Existem pessoas que acreditam em destino, predestinação. Que no momento em que o milagre da vida se inicia, está escrito: tudo aquilo que aquele indivíduo irá conquistar, sofrer, sorrir, amar... já está determinado, sendo o curso de eventos mediado e determinado pelo tempo.

Deitada no piso frio, a mulher se deleitava diante da constatação de que esta coisa - o tempo - jamais fora seu aliado. Na verdade se sentia amaldiçoada por ele. O sorriso em seu rosto expressava uma melancolia comum e, ironicamente, se tornava a visão mais dolorida de seu corpo, mesmo em meio a todos os outros hematomas. Quantas escolhas ruins, quantas besteiras... seria esse seu destino, estragar tudo em que tocava?

As lembranças a atingiam como golpes finais de uma luta árdua que parecia ter durado uma eternidade. Só conseguia pensar em fragmentos do passado feliz que um dia teve a chance de construir. O cheiro era real ainda, cheiro de flores no quintal que invadiam suas narinas, ela podia sentir – mesmo em meio ao sangue. Aqueles olhos cor de esmeralda tão brilhantes... Tudo aquilo parecia ter pertencido a outra pessoa.

As memórias ruins se sobressaíam. Aquilo a definia e a assombrava.

Não conseguia lembrar a última vez que havia sentido felicidade genuína em seu coração. Sentia um gosto metálico na boca todos os dias, sua pele queimava como se estivesse com alergia — de certa forma, estava mesmo.

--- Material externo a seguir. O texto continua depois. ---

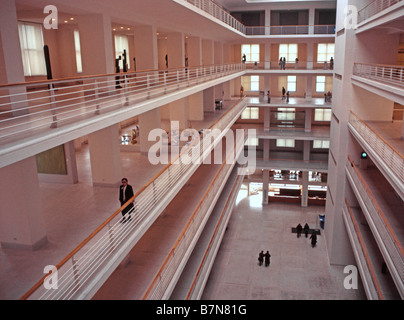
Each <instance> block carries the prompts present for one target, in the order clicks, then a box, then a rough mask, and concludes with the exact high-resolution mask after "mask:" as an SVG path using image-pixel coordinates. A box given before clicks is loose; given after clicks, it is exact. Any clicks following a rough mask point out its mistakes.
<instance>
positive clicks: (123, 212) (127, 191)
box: [119, 178, 134, 222]
mask: <svg viewBox="0 0 404 320" xmlns="http://www.w3.org/2000/svg"><path fill="white" fill-rule="evenodd" d="M121 182H122V185H121V186H120V188H119V201H120V203H121V207H122V206H123V205H125V203H126V202H127V201H128V200H129V199H130V198H132V197H133V196H134V194H133V188H132V186H131V185H129V184H128V179H127V178H122V180H121ZM132 208H133V201H132V202H131V203H129V204H128V205H127V206H126V207H125V208H123V209H122V217H123V218H122V220H121V222H126V221H127V220H128V221H129V220H130V219H131V216H130V214H131V212H130V211H131V209H132ZM127 213H128V219H127V220H126V217H125V215H126V214H127Z"/></svg>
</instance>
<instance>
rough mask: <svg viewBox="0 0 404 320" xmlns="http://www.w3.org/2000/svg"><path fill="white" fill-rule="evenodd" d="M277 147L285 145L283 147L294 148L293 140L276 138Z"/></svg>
mask: <svg viewBox="0 0 404 320" xmlns="http://www.w3.org/2000/svg"><path fill="white" fill-rule="evenodd" d="M276 146H277V147H285V148H294V147H295V140H294V139H276Z"/></svg>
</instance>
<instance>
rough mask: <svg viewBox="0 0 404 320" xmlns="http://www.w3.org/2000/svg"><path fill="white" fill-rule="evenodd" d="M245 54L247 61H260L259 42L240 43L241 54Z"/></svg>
mask: <svg viewBox="0 0 404 320" xmlns="http://www.w3.org/2000/svg"><path fill="white" fill-rule="evenodd" d="M243 54H245V55H246V61H247V62H255V61H257V62H258V61H260V45H259V44H243V45H241V56H243Z"/></svg>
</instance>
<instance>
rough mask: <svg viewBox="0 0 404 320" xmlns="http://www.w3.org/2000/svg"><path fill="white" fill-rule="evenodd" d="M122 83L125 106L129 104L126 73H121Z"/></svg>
mask: <svg viewBox="0 0 404 320" xmlns="http://www.w3.org/2000/svg"><path fill="white" fill-rule="evenodd" d="M123 84H124V91H125V104H124V105H125V106H128V105H129V96H128V78H127V76H126V74H124V75H123Z"/></svg>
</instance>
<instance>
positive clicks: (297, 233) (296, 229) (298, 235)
mask: <svg viewBox="0 0 404 320" xmlns="http://www.w3.org/2000/svg"><path fill="white" fill-rule="evenodd" d="M302 230H303V227H302V225H301V224H300V223H299V224H298V225H297V227H296V233H297V237H298V238H300V236H301V234H302Z"/></svg>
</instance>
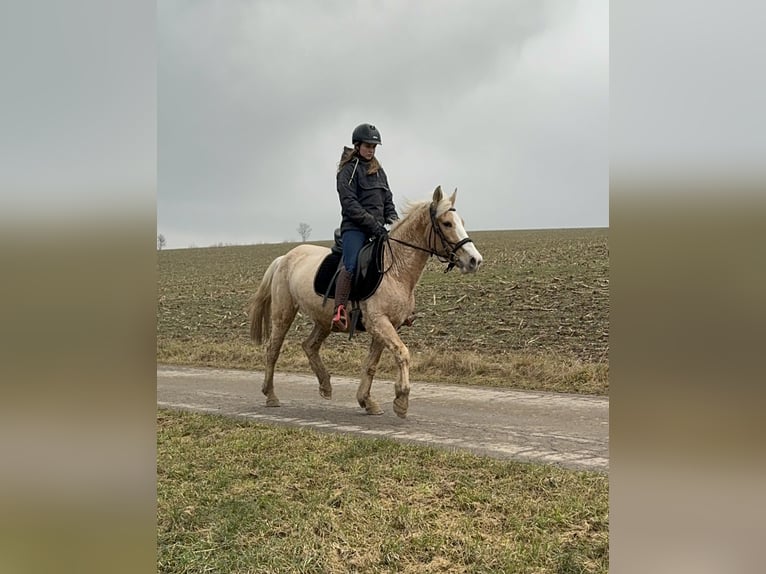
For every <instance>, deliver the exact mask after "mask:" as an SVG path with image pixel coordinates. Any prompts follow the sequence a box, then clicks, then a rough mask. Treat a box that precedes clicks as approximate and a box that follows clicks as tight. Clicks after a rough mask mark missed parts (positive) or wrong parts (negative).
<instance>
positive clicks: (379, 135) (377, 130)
mask: <svg viewBox="0 0 766 574" xmlns="http://www.w3.org/2000/svg"><path fill="white" fill-rule="evenodd" d="M351 143H352V144H353V146H354V147H353V148H350V147H346V146H343V154H342V155H341V158H340V163H339V164H338V175H337V181H338V195H339V197H340V205H341V215H342V217H343V220H342V222H341V225H340V231H341V236H342V239H343V265H342V267H341V269H340V272H339V273H338V278H337V281H336V284H335V311H334V313H333V319H332V322H333V326H334V327H336V328H337V329H338V330H340V331H347V330H348V327H349V325H348V314H347V312H346V305H347V304H348V296H349V293H350V292H351V279H352V277H353V276H354V271H355V270H356V259H357V256H358V255H359V250H360V249H361V248H362V246H363V245H364V243H365V241H367V240H368V239H369V238H370V237H379V236H381V235H386V234H387V233H388V231H387V230H386V228H385V227H384V225H385V224H391V223H393V222H394V221H396V220H397V219H399V216H398V215H397V213H396V208H395V207H394V201H393V196H392V194H391V189H390V188H389V187H388V178H387V177H386V172H385V171H383V166H381V165H380V163H379V162H378V160H377V158H376V157H375V148H376V147H377V146H378V145H382V142H381V139H380V132H379V131H378V128H376V127H375V126H374V125H372V124H360V125H358V126H356V128H354V133H353V134H352V135H351Z"/></svg>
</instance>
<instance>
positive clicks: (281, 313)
mask: <svg viewBox="0 0 766 574" xmlns="http://www.w3.org/2000/svg"><path fill="white" fill-rule="evenodd" d="M274 303H275V302H272V312H271V337H269V344H268V347H267V349H266V374H265V375H264V377H263V386H262V387H261V392H262V393H263V394H264V395H266V406H267V407H278V406H279V399H278V398H277V395H276V394H275V393H274V366H275V365H276V364H277V359H279V353H280V351H281V350H282V343H283V342H284V340H285V335H287V331H288V330H289V329H290V325H291V324H292V322H293V319H295V314H296V313H297V312H298V308H297V307H295V306H294V305H293V303H292V301H281V302H279V303H278V304H276V305H275V304H274Z"/></svg>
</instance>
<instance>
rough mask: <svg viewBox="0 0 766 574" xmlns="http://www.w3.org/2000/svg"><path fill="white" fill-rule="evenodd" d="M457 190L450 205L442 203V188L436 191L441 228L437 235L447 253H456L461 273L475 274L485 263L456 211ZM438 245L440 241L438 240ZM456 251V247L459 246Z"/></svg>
mask: <svg viewBox="0 0 766 574" xmlns="http://www.w3.org/2000/svg"><path fill="white" fill-rule="evenodd" d="M456 196H457V189H455V191H454V192H453V193H452V195H451V196H450V197H449V198H448V200H447V201H448V202H449V204H448V205H447V204H446V203H443V202H442V199H443V195H442V190H441V186H439V187H437V188H436V190H435V191H434V196H433V204H432V205H433V206H434V207H436V210H437V211H436V218H435V223H436V224H437V225H438V226H439V230H438V231H437V235H439V236H442V242H445V240H446V243H447V245H442V247H444V248H445V250H446V251H447V252H449V251H454V253H455V265H456V266H457V267H458V269H460V272H461V273H475V272H476V271H477V270H478V269H479V265H481V262H482V261H483V259H482V256H481V253H479V250H478V249H476V246H475V245H474V244H473V242H472V241H470V240H469V241H465V240H466V239H468V232H467V231H466V230H465V223H464V221H463V218H462V217H460V214H458V212H457V211H456V210H455V197H456ZM437 243H438V240H437ZM458 245H459V247H457V249H455V247H456V246H458Z"/></svg>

Tudo estava quieto e barulhento demais ao mesmo tempo.

Silêncio externo, inferno em sua mente.

O pior sentimento de todos era o de que jamais conseguiria se livrar de tudo aquilo que lastimavelmente suas escolhas a levaram. Seria possível que todo o inferno lhe perseguiria para onde quer que fosse? Era seu maior medo no mundo. Nunca ter paz. Quando ela finalmente decidiu se levantar, podia jurar que havia escutado seus ossos rangerem. Estava magra demais. A bochecha queimava num local familiar e habitual. No quarto que não lhe pertencia, a mulher se sentou na escrivaninha e segurou um livro velho - aquele livro velho - entre as mãos. Mais lembranças e mais dor provinham daquele objeto. Seus olhos ardiam como se tudo ao seu redor estivesse em chamas.